William Lock the Younger (1767–1847)
William Lock the Younger of Norbury (1767-1847) was a talented draughtsman working in the circle of Henry Fuseli in Rome towards the end of the 18th century. Sir Horace Walpole was a great admirer of his work and Fuseli described the young Lock’s drawings as ‘unrivalled by any man of this day...for invention, taste and spirit.’
Lock’s father was William Lock of Norbury (1732-1810), an important patron and collector of several major contemporary artists, including George Barret, Thomas Lawrence, Richard Wilson and Henry Fuseli. William Lock (elder) acquired a number of Richard Wilson’s drawings from when the pair travelled together from Venice to Rome, he commissioned George Barret and Bartolomeo Cipriani to decorate his estate at Norbury in Surrey, and Thomas Lawrence produced portraits of both Lock father and son (now in Boston Museum of Fine Arts and Yale Centre for British Art respectively).

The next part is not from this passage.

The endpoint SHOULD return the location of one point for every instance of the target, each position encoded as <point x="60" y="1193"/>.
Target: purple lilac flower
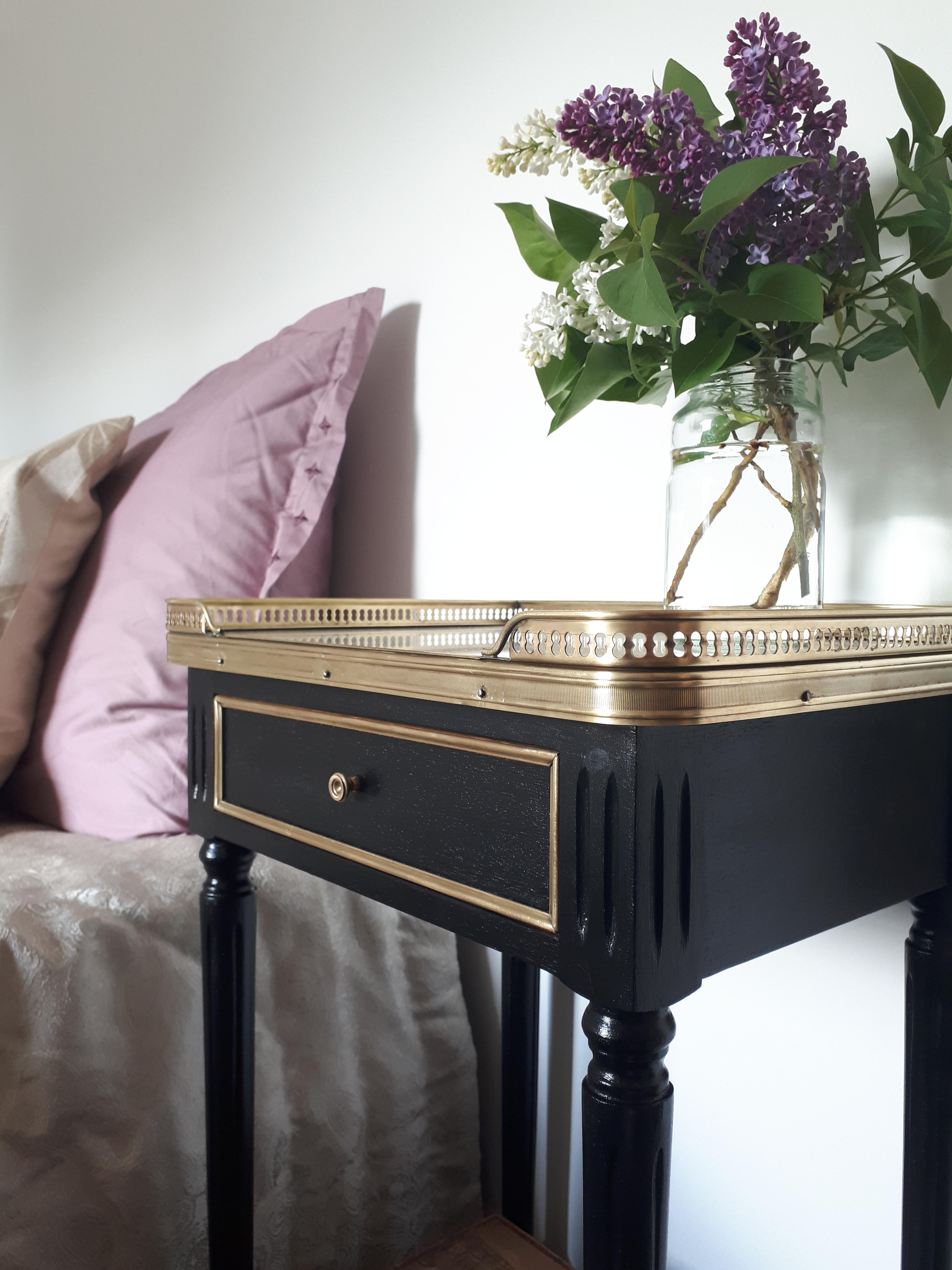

Lock the Younger studied with William Gilpin, but it was his father’s patronage of Henry Fuseli that was to have the greatest influence on him. He became a pupil and close friend of Fuseli, and the influence of Fuseli’s style and subject matter is evident in Lock’s work. Fuseli was a frequent visitor at Norbury and he dedicated his lectures on painting to him. Despite this encouragement, Lock largely gave up artistic practice while still in his twenties.
William Lock the Younger's work can be seen in a number of public collections, including Tate, the Victoria and Albert Museum, Fitzwilliam Museum, Yale Centre for British Art, the Metropolitan Museum of Art and the Pierpont Morgan Library, New York.